Jul 11, 2013

The Key to Fervent Preaching

One thing I wrestle with as a homiletics teacher is how to instill fervency or passion in my students as they preach.

I have discovered that I can encourage it and try to exemplify it, but in the end fervency comes from deep down in the soul. There is no simple formula or procedure to follow. Genuine fervency cannot be manufactured or worked up. It flows out of belief and conviction that what I’m saying is absolutely true and must be embraced. It comes from knowing that there is significance and weight to what I’m saying. It comes from knowing that I speak for someone who has absolute authority.

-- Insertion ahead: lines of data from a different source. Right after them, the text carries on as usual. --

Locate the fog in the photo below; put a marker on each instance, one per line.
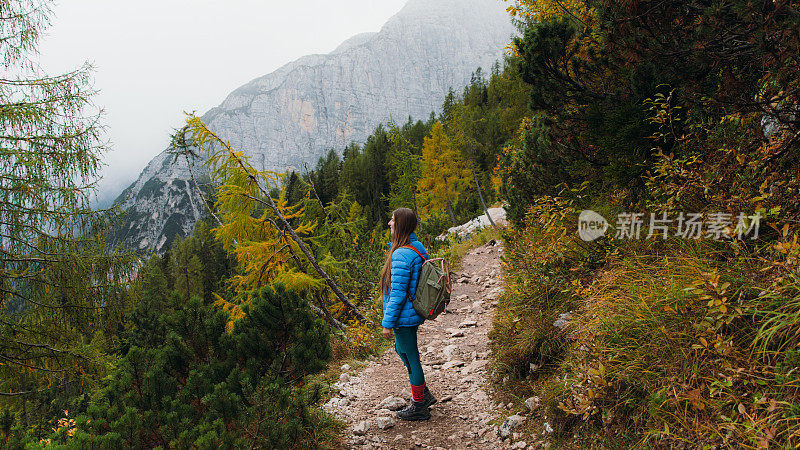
(153, 60)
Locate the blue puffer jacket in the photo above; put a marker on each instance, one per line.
(406, 267)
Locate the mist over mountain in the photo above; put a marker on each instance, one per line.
(289, 118)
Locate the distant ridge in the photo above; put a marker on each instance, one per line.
(295, 114)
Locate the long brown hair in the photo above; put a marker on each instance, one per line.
(405, 222)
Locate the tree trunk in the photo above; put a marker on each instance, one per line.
(314, 189)
(450, 211)
(480, 191)
(449, 205)
(327, 314)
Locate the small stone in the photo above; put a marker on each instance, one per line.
(562, 321)
(361, 428)
(449, 350)
(392, 403)
(384, 423)
(532, 403)
(454, 363)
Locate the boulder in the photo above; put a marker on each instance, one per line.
(532, 403)
(510, 423)
(361, 428)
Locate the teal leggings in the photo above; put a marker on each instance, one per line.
(405, 343)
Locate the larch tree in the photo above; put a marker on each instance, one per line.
(59, 292)
(265, 233)
(444, 174)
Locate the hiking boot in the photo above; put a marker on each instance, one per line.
(429, 399)
(415, 411)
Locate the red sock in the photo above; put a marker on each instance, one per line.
(418, 392)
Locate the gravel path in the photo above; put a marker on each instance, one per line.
(455, 357)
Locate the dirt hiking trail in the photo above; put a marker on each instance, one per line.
(455, 359)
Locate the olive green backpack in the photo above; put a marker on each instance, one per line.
(433, 289)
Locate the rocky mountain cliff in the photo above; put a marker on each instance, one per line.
(290, 117)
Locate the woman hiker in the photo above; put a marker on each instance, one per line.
(398, 284)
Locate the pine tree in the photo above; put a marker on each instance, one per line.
(58, 289)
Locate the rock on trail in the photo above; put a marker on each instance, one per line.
(455, 358)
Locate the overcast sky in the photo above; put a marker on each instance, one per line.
(155, 59)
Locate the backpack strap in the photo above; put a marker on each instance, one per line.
(408, 294)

The apostle Paul wrote in 1 Thessalonians 2:9,

For you remember, brothers, our labor and toil: we worked night and day, that we might not be a burden to any of you, while we proclaimed to you the gospel of God.

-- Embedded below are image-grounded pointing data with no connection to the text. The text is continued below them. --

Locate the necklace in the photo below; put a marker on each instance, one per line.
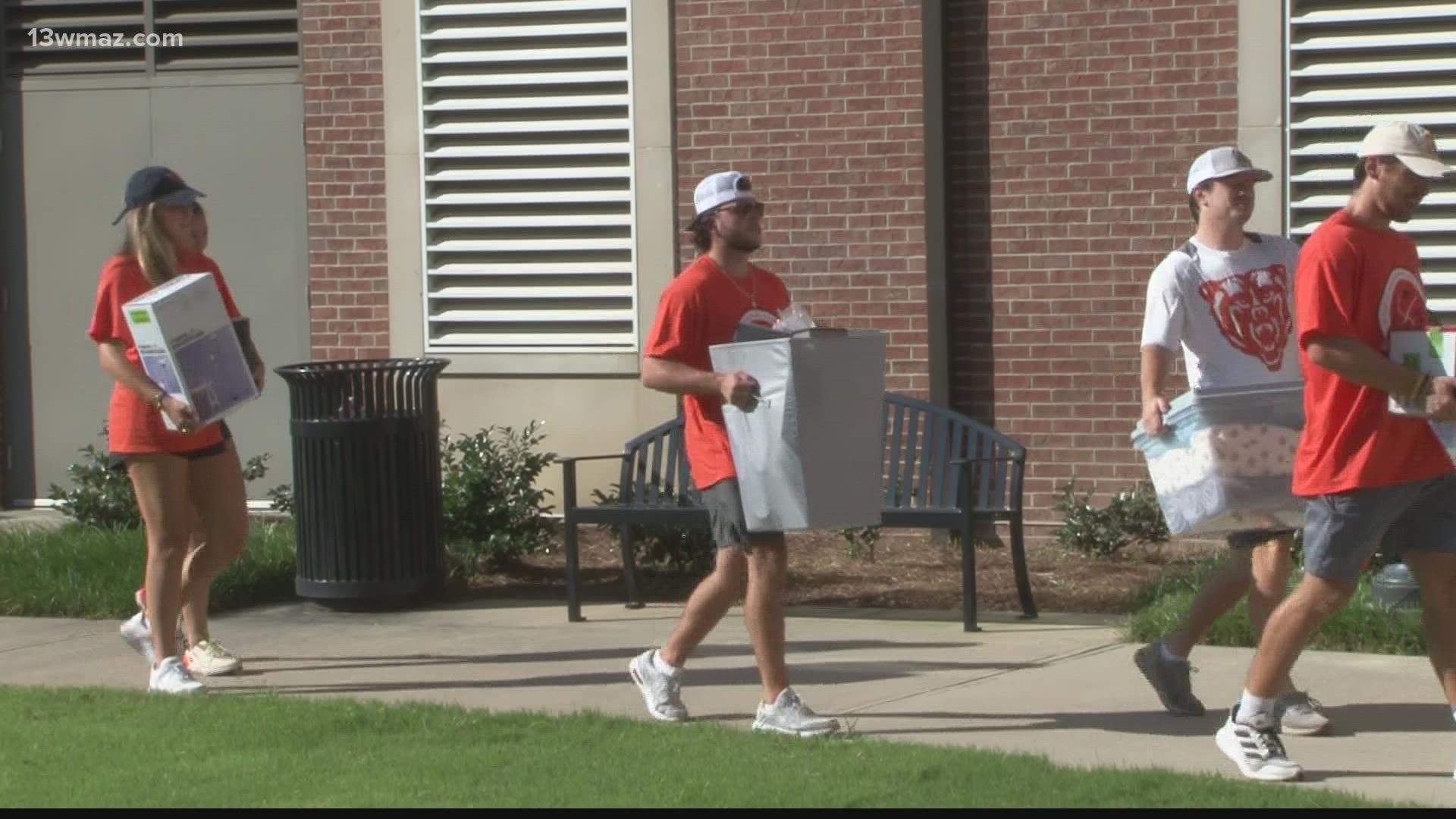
(753, 281)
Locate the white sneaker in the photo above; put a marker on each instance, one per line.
(661, 691)
(789, 714)
(139, 635)
(210, 657)
(171, 676)
(1257, 749)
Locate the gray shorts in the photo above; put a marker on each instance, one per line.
(726, 518)
(1343, 531)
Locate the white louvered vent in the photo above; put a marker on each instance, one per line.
(1354, 63)
(66, 37)
(528, 175)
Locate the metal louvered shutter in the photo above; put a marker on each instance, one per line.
(526, 115)
(64, 37)
(1357, 63)
(220, 34)
(67, 37)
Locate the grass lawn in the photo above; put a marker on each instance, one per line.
(76, 746)
(92, 573)
(1363, 626)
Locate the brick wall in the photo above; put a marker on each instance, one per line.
(344, 131)
(821, 102)
(1097, 108)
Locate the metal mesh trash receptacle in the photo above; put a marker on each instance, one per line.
(366, 464)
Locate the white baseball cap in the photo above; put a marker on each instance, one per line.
(720, 190)
(1410, 143)
(1220, 162)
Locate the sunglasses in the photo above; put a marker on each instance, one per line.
(743, 209)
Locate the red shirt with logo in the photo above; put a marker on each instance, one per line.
(133, 426)
(1359, 281)
(701, 308)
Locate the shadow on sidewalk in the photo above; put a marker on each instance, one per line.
(1345, 720)
(582, 654)
(804, 673)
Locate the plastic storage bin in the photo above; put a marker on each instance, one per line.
(1226, 460)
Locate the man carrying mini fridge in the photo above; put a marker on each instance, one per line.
(1226, 297)
(701, 308)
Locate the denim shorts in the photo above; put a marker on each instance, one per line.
(1343, 531)
(726, 518)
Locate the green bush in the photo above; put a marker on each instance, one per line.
(102, 497)
(1133, 516)
(494, 513)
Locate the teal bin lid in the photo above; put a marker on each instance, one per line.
(1274, 404)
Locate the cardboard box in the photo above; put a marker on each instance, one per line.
(188, 346)
(1432, 353)
(1226, 460)
(810, 453)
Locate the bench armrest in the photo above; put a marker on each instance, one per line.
(968, 461)
(576, 458)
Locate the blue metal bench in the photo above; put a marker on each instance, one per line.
(943, 471)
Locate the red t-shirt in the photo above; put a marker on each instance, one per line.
(1356, 281)
(131, 425)
(701, 308)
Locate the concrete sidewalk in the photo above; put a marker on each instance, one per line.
(1062, 687)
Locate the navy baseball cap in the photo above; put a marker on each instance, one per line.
(161, 186)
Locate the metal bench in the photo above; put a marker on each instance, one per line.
(943, 471)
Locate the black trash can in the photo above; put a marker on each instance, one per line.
(366, 465)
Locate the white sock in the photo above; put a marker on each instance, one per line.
(661, 665)
(1251, 706)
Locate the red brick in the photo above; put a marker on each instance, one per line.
(343, 77)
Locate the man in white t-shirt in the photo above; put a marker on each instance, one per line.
(1226, 299)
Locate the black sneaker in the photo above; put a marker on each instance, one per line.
(1169, 679)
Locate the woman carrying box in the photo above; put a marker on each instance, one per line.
(177, 474)
(201, 654)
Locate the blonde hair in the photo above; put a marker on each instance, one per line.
(150, 245)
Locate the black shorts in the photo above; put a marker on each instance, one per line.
(118, 460)
(1256, 537)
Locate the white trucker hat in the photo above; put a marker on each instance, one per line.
(1410, 143)
(720, 190)
(1220, 162)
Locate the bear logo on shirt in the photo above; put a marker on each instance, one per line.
(1253, 312)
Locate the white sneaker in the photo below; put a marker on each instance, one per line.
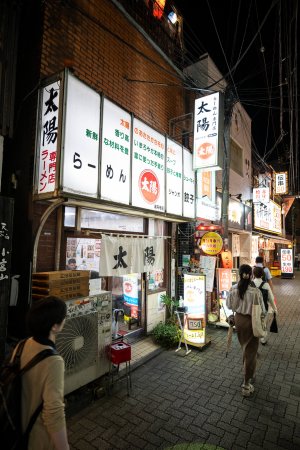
(247, 390)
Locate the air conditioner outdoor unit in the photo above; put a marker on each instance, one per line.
(82, 344)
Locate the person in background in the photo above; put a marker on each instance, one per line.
(239, 300)
(45, 381)
(258, 273)
(71, 264)
(259, 262)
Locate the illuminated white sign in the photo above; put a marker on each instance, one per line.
(81, 143)
(115, 154)
(174, 178)
(261, 195)
(148, 167)
(207, 120)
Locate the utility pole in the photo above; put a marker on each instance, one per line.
(229, 101)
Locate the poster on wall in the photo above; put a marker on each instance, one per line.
(130, 290)
(148, 167)
(224, 283)
(194, 300)
(174, 178)
(81, 139)
(115, 153)
(286, 263)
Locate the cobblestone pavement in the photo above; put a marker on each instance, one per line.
(194, 401)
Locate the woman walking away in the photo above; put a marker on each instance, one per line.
(239, 300)
(268, 297)
(44, 383)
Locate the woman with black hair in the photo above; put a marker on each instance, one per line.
(240, 300)
(44, 383)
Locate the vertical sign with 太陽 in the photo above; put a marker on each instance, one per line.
(208, 118)
(189, 185)
(148, 167)
(174, 178)
(47, 139)
(194, 300)
(81, 139)
(115, 155)
(6, 225)
(131, 297)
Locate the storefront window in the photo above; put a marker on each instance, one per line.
(127, 302)
(108, 221)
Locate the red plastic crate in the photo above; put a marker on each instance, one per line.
(120, 352)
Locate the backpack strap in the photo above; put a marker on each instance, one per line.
(17, 356)
(37, 358)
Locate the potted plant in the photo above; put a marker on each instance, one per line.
(167, 334)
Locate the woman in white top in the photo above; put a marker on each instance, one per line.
(239, 300)
(258, 273)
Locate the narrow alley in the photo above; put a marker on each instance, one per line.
(194, 401)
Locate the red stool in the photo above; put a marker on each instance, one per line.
(120, 352)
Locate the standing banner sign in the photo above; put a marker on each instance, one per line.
(224, 283)
(286, 263)
(194, 300)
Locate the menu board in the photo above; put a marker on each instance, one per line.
(194, 300)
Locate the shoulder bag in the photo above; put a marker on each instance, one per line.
(259, 325)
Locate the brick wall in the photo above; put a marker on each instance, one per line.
(96, 40)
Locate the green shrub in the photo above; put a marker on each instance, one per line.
(166, 334)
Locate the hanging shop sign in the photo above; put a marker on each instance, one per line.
(194, 300)
(226, 259)
(120, 160)
(148, 167)
(47, 139)
(281, 183)
(268, 217)
(125, 255)
(224, 283)
(115, 154)
(81, 139)
(211, 243)
(6, 230)
(188, 185)
(286, 263)
(208, 120)
(174, 178)
(248, 218)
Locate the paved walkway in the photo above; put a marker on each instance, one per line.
(194, 401)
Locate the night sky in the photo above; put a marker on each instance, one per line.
(242, 38)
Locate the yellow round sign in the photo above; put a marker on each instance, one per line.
(211, 243)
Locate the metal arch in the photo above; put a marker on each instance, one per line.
(49, 210)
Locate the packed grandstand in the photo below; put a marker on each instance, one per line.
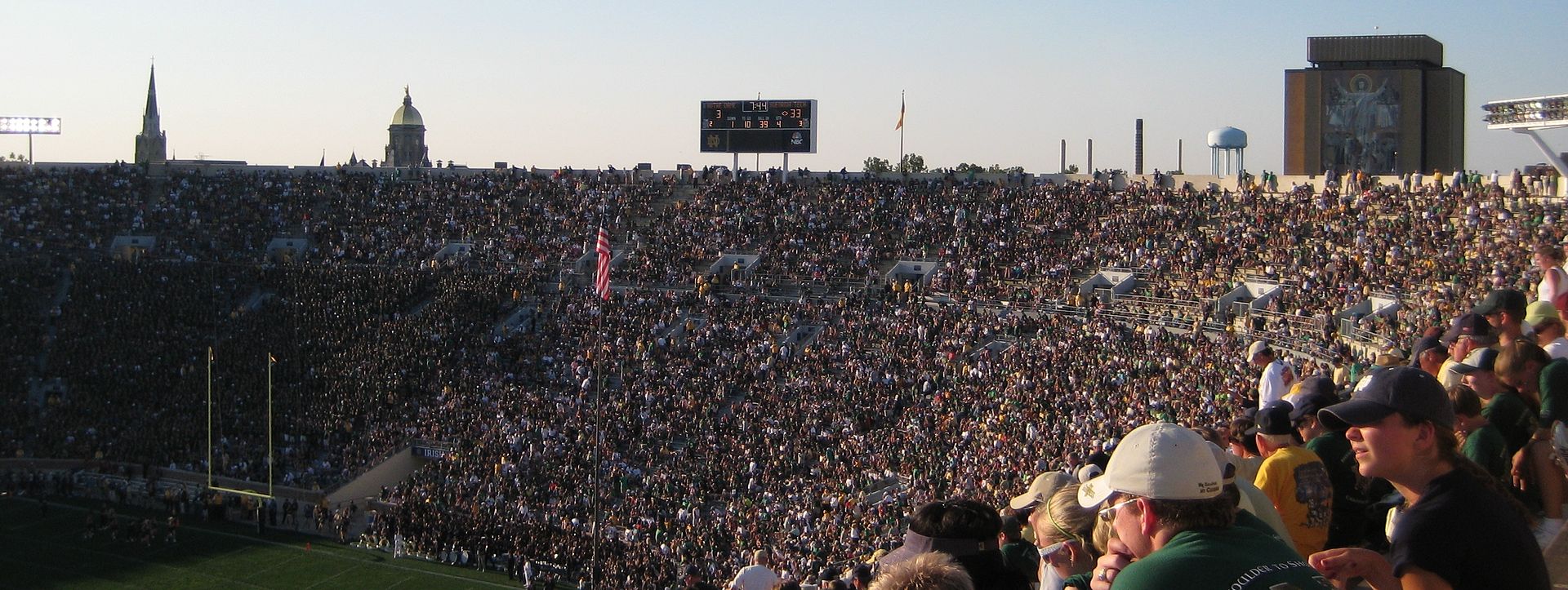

Leon Morris points out that the verb translated “proclaimed” here underscores the divine origin and character of the message.

The verb preached (ekēryxamen) denotes the action of a herald, who, of course, said what was given him to say. His work was to pass on a message, not to produce some high-flown oration elaborately adorned with ear-tickling phraseology, nor even to give a simple message to meet the need as he saw it. The fact that this is a favourite way of referring to the activity of the Christian preacher in the New Testament puts stress on the divine nature of the message. (1 and 2 Thessalonians: An Introduction and Commentary, 59)

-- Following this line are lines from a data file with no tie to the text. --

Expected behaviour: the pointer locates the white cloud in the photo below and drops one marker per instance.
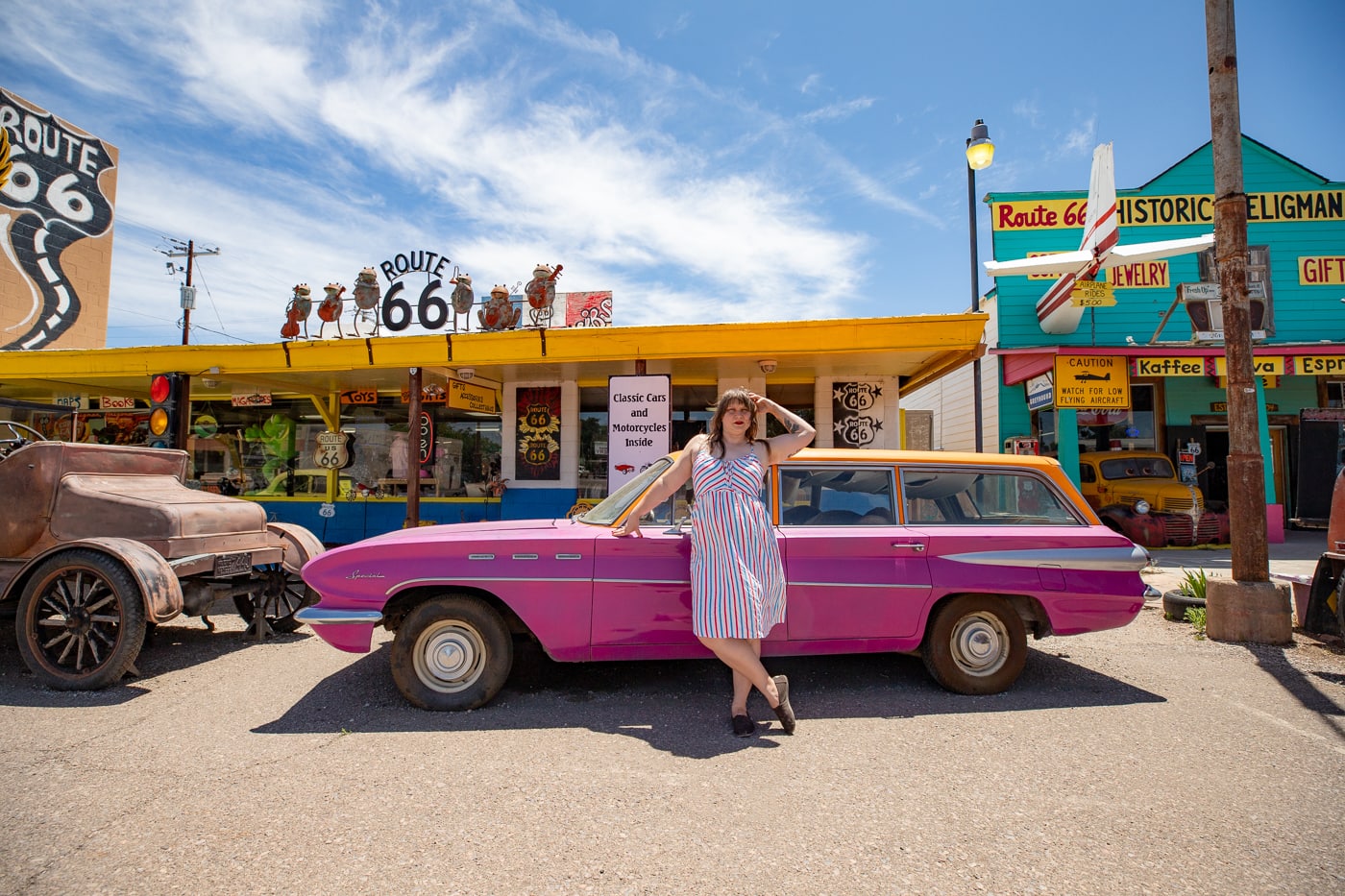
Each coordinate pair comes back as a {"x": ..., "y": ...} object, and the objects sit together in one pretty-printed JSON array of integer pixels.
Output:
[
  {"x": 342, "y": 143},
  {"x": 838, "y": 110}
]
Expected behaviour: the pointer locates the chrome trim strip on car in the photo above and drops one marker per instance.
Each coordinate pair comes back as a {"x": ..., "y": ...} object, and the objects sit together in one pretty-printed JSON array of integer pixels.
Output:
[
  {"x": 642, "y": 581},
  {"x": 1109, "y": 559},
  {"x": 323, "y": 617},
  {"x": 857, "y": 584},
  {"x": 451, "y": 580},
  {"x": 194, "y": 559}
]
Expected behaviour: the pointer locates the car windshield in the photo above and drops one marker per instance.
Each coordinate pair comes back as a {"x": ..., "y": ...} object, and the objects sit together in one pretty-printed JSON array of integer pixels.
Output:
[
  {"x": 611, "y": 507},
  {"x": 1138, "y": 469}
]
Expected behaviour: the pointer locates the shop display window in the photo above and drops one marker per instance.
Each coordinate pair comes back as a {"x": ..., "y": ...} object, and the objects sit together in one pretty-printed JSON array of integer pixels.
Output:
[{"x": 271, "y": 451}]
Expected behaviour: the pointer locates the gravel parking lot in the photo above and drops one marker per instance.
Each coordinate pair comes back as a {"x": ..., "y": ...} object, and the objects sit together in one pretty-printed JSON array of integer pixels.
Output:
[{"x": 1127, "y": 762}]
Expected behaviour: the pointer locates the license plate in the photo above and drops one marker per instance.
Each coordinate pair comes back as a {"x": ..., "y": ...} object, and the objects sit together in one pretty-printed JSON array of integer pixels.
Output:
[{"x": 232, "y": 564}]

So what does this mean for us as preachers?

The gospel preacher is not at liberty to substitute his view of the need of the moment for the God-given message of the cross. This is underlined by the reference to the gospel of God, an expression we have met in verses 2, 8 . . . . This deep-seated certainty that he was entrusted with a message of divine, not human, origin gave a note of urgency and conviction to all that Paul did and said. The conviction that the gospel is of God is an important factor in fervent and effectual preaching, whether in the apostolic age or any other. (ibid., emphasis mine)

Here are a few takeaways as we think about our message and manner of communication:

  1. When we think of ourselves as “preachers,” we ought to be reminded of our obligation to herald God’s message and not our own.
  2. Fervency and power in preaching come from being absolutely convinced that the gospel is of divine origin.

Question: What are some other factors that contribute to fervency in preaching?